A farle eco, in un primo momento, il ministero della sanità di Madrid, che aveva assicurato di «monitorare insieme all'OMS i dati epidemiologici raccolti dalla nave durante il passaggio a Capo Verde», per valutare lo scalo «più opportuno». Poi, però, le stesse autorità sanitarie spagnole si sono allineate sulla posizione delle Canarie, proponendo di «evacuare i casi sintomatici e i contatti ad alto rischio a Praia», a meno che «non si manifestino nuovi episodi», nel frattempo esclusi da Ocean Expeditions.
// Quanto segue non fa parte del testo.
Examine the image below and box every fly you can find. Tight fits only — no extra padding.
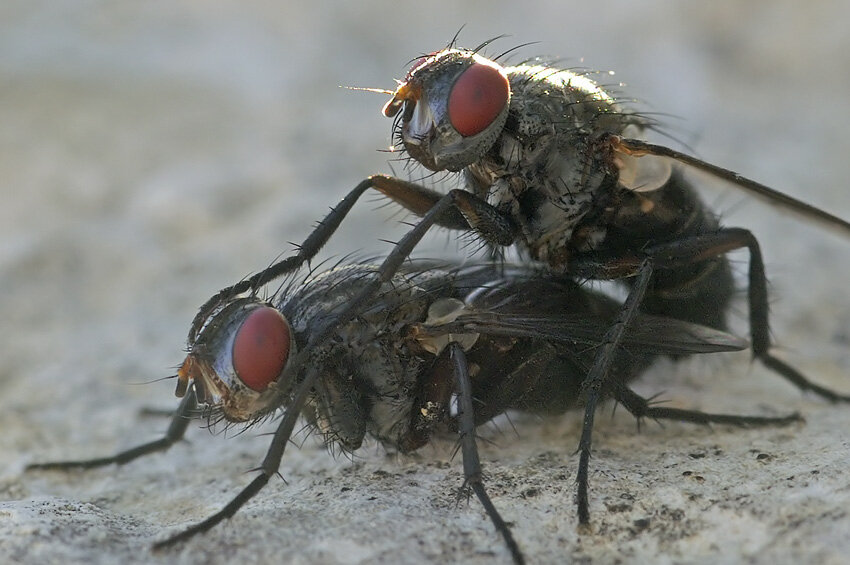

L'incertezza sulla Hondius continua e anche la paura dei turisti a bordo, come testimoniato su Instagram da Jake Rosmarin, travel blogger: «Attualmente mi trovo sulla MV Hondius e quello che sta succedendo ora è molto reale per tutti noi qui. Non siamo solo una storia, siamo persone con famiglie che ci aspettano. Tutto ciò che vogliamo è sentirci al sicuro e fare presto ritorno a casa».